Quel sorte d’opération se cache derrière ce « nom de code » ? Il s’agit d’un travail d’une envergure colossale qui entoure un des plus grands tableaux, littéralement et figurativement, du peintre hollandais du XVIIe siècle Rembrandt van Rijn : La Ronde de Nuit, The Night Watch ou encore De Nachtwacht.
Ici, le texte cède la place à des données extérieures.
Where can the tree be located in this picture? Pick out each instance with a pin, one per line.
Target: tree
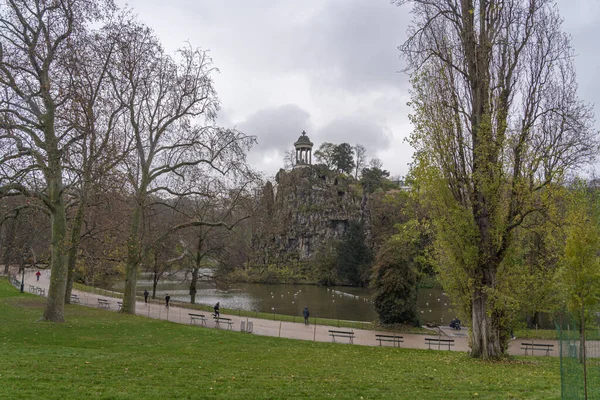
(580, 269)
(171, 106)
(496, 121)
(373, 179)
(342, 158)
(354, 256)
(35, 45)
(360, 157)
(324, 154)
(396, 274)
(95, 117)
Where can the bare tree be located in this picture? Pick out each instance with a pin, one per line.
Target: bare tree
(360, 159)
(35, 94)
(94, 116)
(497, 123)
(171, 106)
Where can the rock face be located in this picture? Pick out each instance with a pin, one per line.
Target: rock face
(308, 210)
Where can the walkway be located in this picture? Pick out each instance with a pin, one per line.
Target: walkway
(289, 330)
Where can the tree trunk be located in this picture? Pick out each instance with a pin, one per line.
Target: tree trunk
(197, 261)
(58, 276)
(73, 250)
(193, 284)
(154, 283)
(133, 258)
(486, 340)
(583, 351)
(8, 235)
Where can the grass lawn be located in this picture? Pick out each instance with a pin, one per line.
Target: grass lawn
(104, 355)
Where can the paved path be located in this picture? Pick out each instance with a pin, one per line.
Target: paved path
(289, 330)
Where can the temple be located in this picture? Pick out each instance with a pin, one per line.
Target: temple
(303, 151)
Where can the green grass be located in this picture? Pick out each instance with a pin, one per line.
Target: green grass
(106, 355)
(264, 315)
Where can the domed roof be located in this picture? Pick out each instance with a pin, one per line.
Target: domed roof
(303, 140)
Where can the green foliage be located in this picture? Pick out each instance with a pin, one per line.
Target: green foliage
(354, 256)
(325, 264)
(325, 153)
(373, 179)
(395, 276)
(580, 269)
(105, 355)
(343, 158)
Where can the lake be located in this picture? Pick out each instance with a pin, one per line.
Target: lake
(337, 302)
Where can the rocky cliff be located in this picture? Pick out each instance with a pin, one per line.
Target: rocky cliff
(307, 210)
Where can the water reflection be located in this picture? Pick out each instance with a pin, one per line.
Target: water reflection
(348, 303)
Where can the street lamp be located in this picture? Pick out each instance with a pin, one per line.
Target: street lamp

Figure 1 Dispositif mis en place autour de La Ronde de Nuit, © Salomé Legrand

La Ronde de Nuit a été peinte en 1642 par celui que l’on connaît aujourd’hui sous le nom de Rembrandt. Le tableau qui s’intitule en réalité La Compagnie de Frans Banning Cocq et Willem van Ruytenburch est une huile sur toile de très grandes dimensions (ce point va nous préoccuper plus en détail par la suite), et visible au Rijksmuseum à Amsterdam. L’œuvre de Rembrandt a été commandée par quasiment une vingtaine de membres de la compagnie représentée, pour être exposée dans la Maison des Arquebusiers d’Amsterdam. Sur la toile sont visibles de nombreux personnages, pour la plupart des militaires avec au centre les commanditaires principaux, mais aussi quelques enfants mis en valeur par la lumière et de riches personnages. La scène prend originellement place pendant la journée ; le surnom qui est aujourd’hui le titre principal de l’œuvre est apparu au XIXe siècle, puisque le bitume utilisé dans le liant de la toile ne cesse de s’assombrir depuis sa réalisation, lui donnant un aspect nocturne qui n’était pas initialement voulu.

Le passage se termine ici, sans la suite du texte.